12月, 2016 - 平和外交研究所 - Page 5

2016.12.07

(短評)トランプ氏の対中関係-蔡英文総統との電話

 トランプ次期米大統領が12月2日、台湾の蔡英文総統と電話で会談したことについて、中国外交部は米国に抗議しつつもあまり大げさに騒ぎ立てない考えのようだ。王毅外相は台湾をあからさまに批判したが、米国に対しては直接文句を言わなかった。
 一方、トランプ氏は、「蔡英文総統からの祝福の電話だった」とツイッターで述べるなど取り合わない姿勢である。
 各国の論評などは、トランプ氏はこれまでの米国の対中姿勢と比べて、「総統(president)」と呼んだことなどいくつかの問題点があったと指摘しているが、今回の電話会談はあまり大ごとにならずに収まる気配である。
 しかし、今回の出来事を通じてトランプ氏が台湾を重視していることがはっきりしてきた。これは台湾にとって大いに喜ばしいことだが、危険もある。
 蔡英文総統は就任以来、中国から「一つの中国」に関する考えを明確にするよう執拗に迫られているが、中国の考えには同調せず、中台関係の現状を維持しようとしている。しかし、蔡英文総統としては中国との関係に消極的な姿勢を見せるとまた批判されるので、中台関係の発展を望む姿勢を取っている。つまり、積極的な姿勢で現状維持を図っているのだが、これは非常にデリケートなことで、ちょっと隙を見せると中国からも、また、台湾内部からも付け込まれる。
 これは蔡英文だからできる離れ業だ。これに対してトランプ新政権が台湾重視の姿勢を不用意に示そうものなら中国から反発を受けることは必至であり、しかもその反発はまず蔡英文に向かうだろう。今回の電話会談についてもきびしく責められたのは蔡英文総統であった。つまり、米国として台湾を重視するあまりかえって台湾を窮地に追い込む危険があるのだ。
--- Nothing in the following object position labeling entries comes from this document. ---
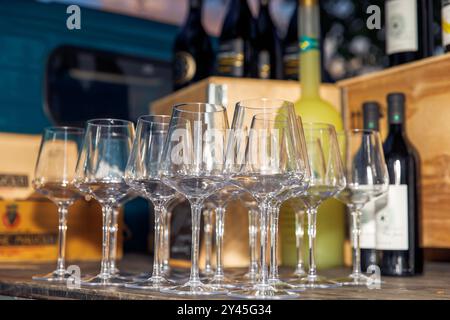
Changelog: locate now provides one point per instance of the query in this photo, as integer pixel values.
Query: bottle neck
(309, 30)
(195, 12)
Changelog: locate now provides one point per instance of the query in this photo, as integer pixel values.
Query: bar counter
(15, 282)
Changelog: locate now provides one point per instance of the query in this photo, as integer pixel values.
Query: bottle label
(291, 62)
(446, 25)
(264, 64)
(308, 43)
(392, 220)
(402, 26)
(231, 58)
(184, 67)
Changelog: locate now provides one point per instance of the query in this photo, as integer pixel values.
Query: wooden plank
(427, 88)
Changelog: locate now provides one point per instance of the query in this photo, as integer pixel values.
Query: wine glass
(221, 199)
(367, 178)
(326, 179)
(101, 174)
(142, 175)
(267, 165)
(54, 172)
(193, 163)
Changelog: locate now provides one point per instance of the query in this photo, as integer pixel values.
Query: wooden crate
(427, 87)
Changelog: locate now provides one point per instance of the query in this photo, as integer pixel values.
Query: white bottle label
(368, 237)
(446, 25)
(402, 26)
(392, 220)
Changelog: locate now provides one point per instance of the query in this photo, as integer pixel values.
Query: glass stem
(113, 238)
(106, 214)
(275, 213)
(263, 217)
(62, 232)
(196, 217)
(159, 214)
(166, 245)
(220, 228)
(299, 233)
(356, 234)
(207, 215)
(253, 237)
(312, 215)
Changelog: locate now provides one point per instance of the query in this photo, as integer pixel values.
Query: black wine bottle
(408, 30)
(371, 121)
(236, 54)
(268, 49)
(291, 54)
(446, 25)
(398, 222)
(192, 53)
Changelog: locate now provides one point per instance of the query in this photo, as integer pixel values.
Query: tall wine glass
(327, 179)
(54, 172)
(101, 174)
(367, 178)
(221, 200)
(193, 163)
(142, 175)
(267, 166)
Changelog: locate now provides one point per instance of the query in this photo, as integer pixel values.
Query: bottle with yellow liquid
(312, 108)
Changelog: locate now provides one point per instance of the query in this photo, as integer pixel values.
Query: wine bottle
(408, 30)
(268, 49)
(371, 117)
(312, 108)
(291, 50)
(446, 25)
(192, 53)
(235, 56)
(398, 222)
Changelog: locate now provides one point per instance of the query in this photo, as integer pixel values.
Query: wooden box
(29, 222)
(426, 84)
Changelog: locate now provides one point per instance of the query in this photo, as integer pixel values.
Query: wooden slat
(427, 87)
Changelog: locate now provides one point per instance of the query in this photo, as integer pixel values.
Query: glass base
(354, 280)
(194, 288)
(153, 283)
(314, 282)
(54, 276)
(281, 285)
(104, 280)
(222, 282)
(263, 292)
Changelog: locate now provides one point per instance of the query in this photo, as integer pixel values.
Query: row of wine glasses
(267, 156)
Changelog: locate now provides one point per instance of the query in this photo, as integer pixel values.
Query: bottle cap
(396, 107)
(371, 115)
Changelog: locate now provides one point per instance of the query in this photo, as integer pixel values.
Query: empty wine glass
(193, 163)
(327, 178)
(54, 172)
(101, 174)
(265, 162)
(367, 178)
(142, 175)
(221, 200)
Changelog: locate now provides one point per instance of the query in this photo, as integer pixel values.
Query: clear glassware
(327, 179)
(253, 226)
(193, 163)
(142, 175)
(367, 178)
(101, 174)
(264, 158)
(114, 228)
(54, 172)
(221, 200)
(208, 212)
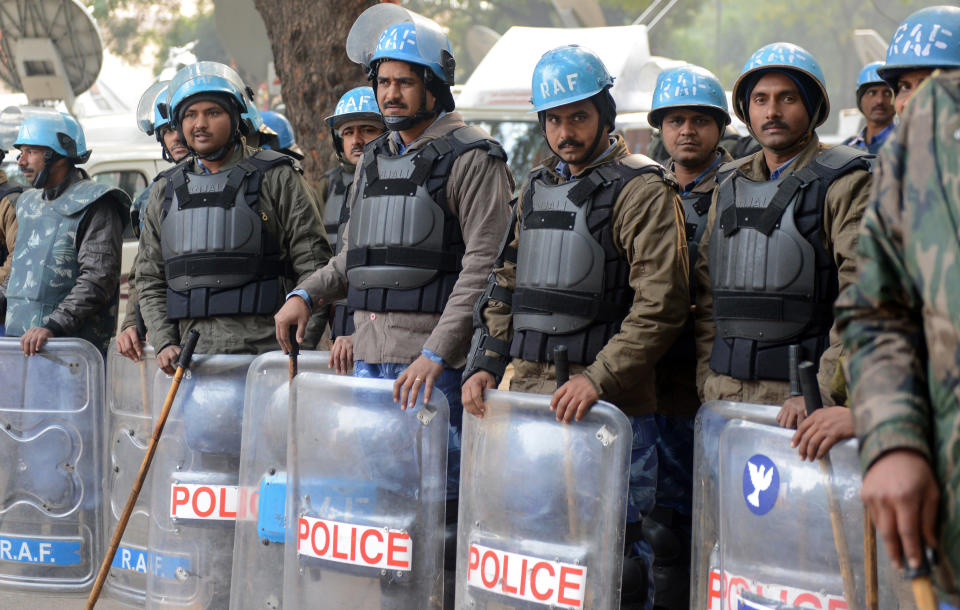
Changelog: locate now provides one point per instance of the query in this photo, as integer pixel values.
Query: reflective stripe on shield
(258, 543)
(542, 505)
(366, 496)
(51, 407)
(195, 496)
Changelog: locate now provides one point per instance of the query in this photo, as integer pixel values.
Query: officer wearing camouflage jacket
(263, 231)
(780, 239)
(901, 327)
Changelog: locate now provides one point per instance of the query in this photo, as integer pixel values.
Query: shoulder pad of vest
(469, 137)
(844, 157)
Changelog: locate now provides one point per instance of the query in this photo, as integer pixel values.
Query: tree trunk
(308, 38)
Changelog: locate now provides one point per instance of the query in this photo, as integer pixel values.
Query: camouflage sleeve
(151, 278)
(302, 234)
(879, 316)
(648, 228)
(845, 202)
(99, 249)
(8, 232)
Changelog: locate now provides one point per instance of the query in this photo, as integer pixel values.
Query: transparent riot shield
(762, 518)
(258, 543)
(51, 407)
(127, 427)
(542, 506)
(195, 494)
(366, 498)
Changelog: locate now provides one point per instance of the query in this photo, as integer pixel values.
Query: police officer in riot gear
(64, 279)
(780, 239)
(263, 233)
(690, 110)
(355, 121)
(151, 122)
(875, 103)
(924, 42)
(612, 287)
(430, 201)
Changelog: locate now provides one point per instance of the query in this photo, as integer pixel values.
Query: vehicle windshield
(523, 141)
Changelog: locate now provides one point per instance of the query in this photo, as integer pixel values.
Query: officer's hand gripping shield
(258, 543)
(194, 496)
(542, 506)
(366, 499)
(761, 516)
(51, 481)
(127, 428)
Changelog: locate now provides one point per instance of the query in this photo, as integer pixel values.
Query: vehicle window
(131, 182)
(524, 143)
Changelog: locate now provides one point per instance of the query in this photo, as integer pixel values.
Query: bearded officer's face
(206, 126)
(355, 135)
(907, 84)
(777, 115)
(572, 128)
(31, 161)
(400, 90)
(171, 139)
(690, 136)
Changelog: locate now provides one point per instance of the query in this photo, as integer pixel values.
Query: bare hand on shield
(128, 344)
(167, 359)
(341, 355)
(793, 412)
(573, 399)
(902, 495)
(421, 374)
(294, 312)
(471, 394)
(34, 339)
(823, 429)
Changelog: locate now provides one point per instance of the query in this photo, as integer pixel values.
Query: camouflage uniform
(901, 319)
(66, 265)
(289, 212)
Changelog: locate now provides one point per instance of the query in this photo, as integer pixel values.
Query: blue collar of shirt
(399, 141)
(563, 168)
(685, 190)
(775, 174)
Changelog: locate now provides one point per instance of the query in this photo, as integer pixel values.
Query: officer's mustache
(770, 124)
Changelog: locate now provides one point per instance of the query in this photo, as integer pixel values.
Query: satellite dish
(49, 49)
(241, 30)
(869, 46)
(580, 13)
(480, 39)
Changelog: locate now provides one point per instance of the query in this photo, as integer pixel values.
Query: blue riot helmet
(796, 63)
(689, 87)
(210, 81)
(570, 74)
(359, 103)
(57, 131)
(286, 143)
(926, 40)
(390, 32)
(869, 76)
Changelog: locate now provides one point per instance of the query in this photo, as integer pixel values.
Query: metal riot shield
(762, 518)
(542, 506)
(127, 427)
(366, 498)
(195, 494)
(258, 543)
(51, 407)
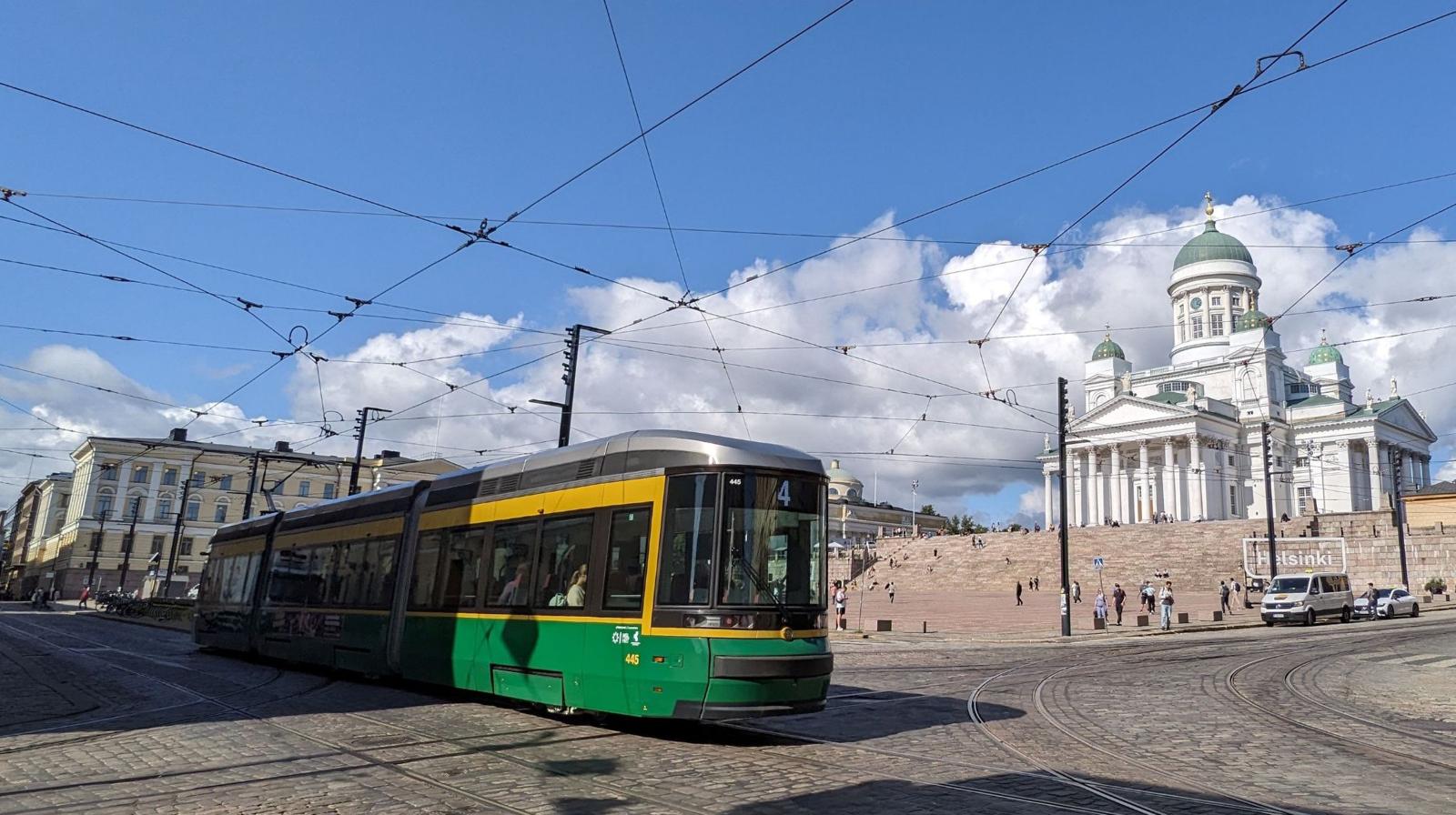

 おりしも中国は、蔡英文総統が来年1月グアテマラを訪問する途中米国に滞在(実際には「立ち寄り」だ)することを認めないよう米政府に求めた(6日)。世界保健機構(WHO)や国際民間航空機関(ICAO)での総会に台湾代表が出席するのを拒否したのと軌を一にすることであり、台湾が国際社会で行動することを力づくで差し止めようとしているのだが、蔡英文氏が米国でトランプ氏と会談することなどを警戒しているのだろう。
 今、中国は猛烈な勢いで台湾問題を中国に有利なように打開しようとしている。これに対し、蔡英文総統は台湾内部の親中派を警戒しつつ、中国の攻勢に対処している。このような状況にあって、米国があまりに単純に台湾の肩を持つと、台湾では歓迎されても中国と台湾の関係はもちろん、米中関係にも悪影響が出る恐れがあるので、新政権には慎重なかじ取りが求められる。

2016.12.06

日朝のかすがい、対馬の印象

 11月29日~12月1日、対馬を訪れた。長い間希望していたがなかなか実現しなかった訪問だった。
 対馬は江戸時代、日本外交の最前線であったが、そのことはあまり知られていない。江戸時代の対外関係と言えば、長崎におけるオランダおよび清国との接触しか頭に浮かばない人が多いだろうが、実は、江戸幕府は対馬藩を通じて李朝朝鮮とさまざまな関係を結んでおり、それは外交と呼ぶのにふさわしいものだった。たとえば、国交の回復、貿易の再開、何千人もの朝鮮人捕虜の解放・帰国などである。
 明治になってからも対馬は注目されなかった。わずかに対馬沖の海戦だけが有名だが、日本の安全保障の最前線だったこともある。
 対馬の現状と一般の認識とはかなりのギャップがあるのだ。そんな対馬の現状を自分の目で確かめるのが旅の目的だった。
なお、対馬のこと、とくに外交を語るには、今日の外交にも立派に通用する国際感覚と熱意の持ち主であった雨森芳洲を忘れるわけにいかないが、本稿では特に言及しないことにした。
 
 対馬で出会った旅行者はすべて韓国人だった。これほど韓国人旅行者の比率が高いところは世界中を見渡してもほかにないだろう。
 韓国人旅行者の行動については、日本人から見て眉をひそめるようなことも少しあったが、礼儀正しい人にも出会った。こちらはちょっとしただけだったが、丁寧に「カムサハムニダ(ありがとうございます)」と言われたこともあった。振る舞いに気を付け、礼儀正しくしようと努めている印象だった。
 
 韓国人は土地を買い占めているとも言われている。特にそのことについて調べたわけではないが、対馬は平地が少ないのでそういうことであれば目立つし、反発も起こるだろう。
 対馬の人口は減少傾向にあり、最も多かった1960年の6万9千人と比べると、今はすでにその半分以下になっている。そのような状況では、韓国人が土地を購入する、もっと正確に言えば不動産の売買に韓国人が混じるのはむしろ自然なことである。
 司馬遼太郎の『壱岐・対馬の道』に出てくる永留久恵氏は対馬の事情に詳しく、何冊も本を書いている。『対馬国誌 第三巻 戦争と平和と国際交流』では対馬の振興、韓国との交流などについて論じているが、「土地の買い占め」のようなことは何も書いていない。そのことだけで、また、市役所に尋ねもしないで「買占めなどない」と断定できないのはもちろんだが、大きな問題になっていないのではないかという印象だった。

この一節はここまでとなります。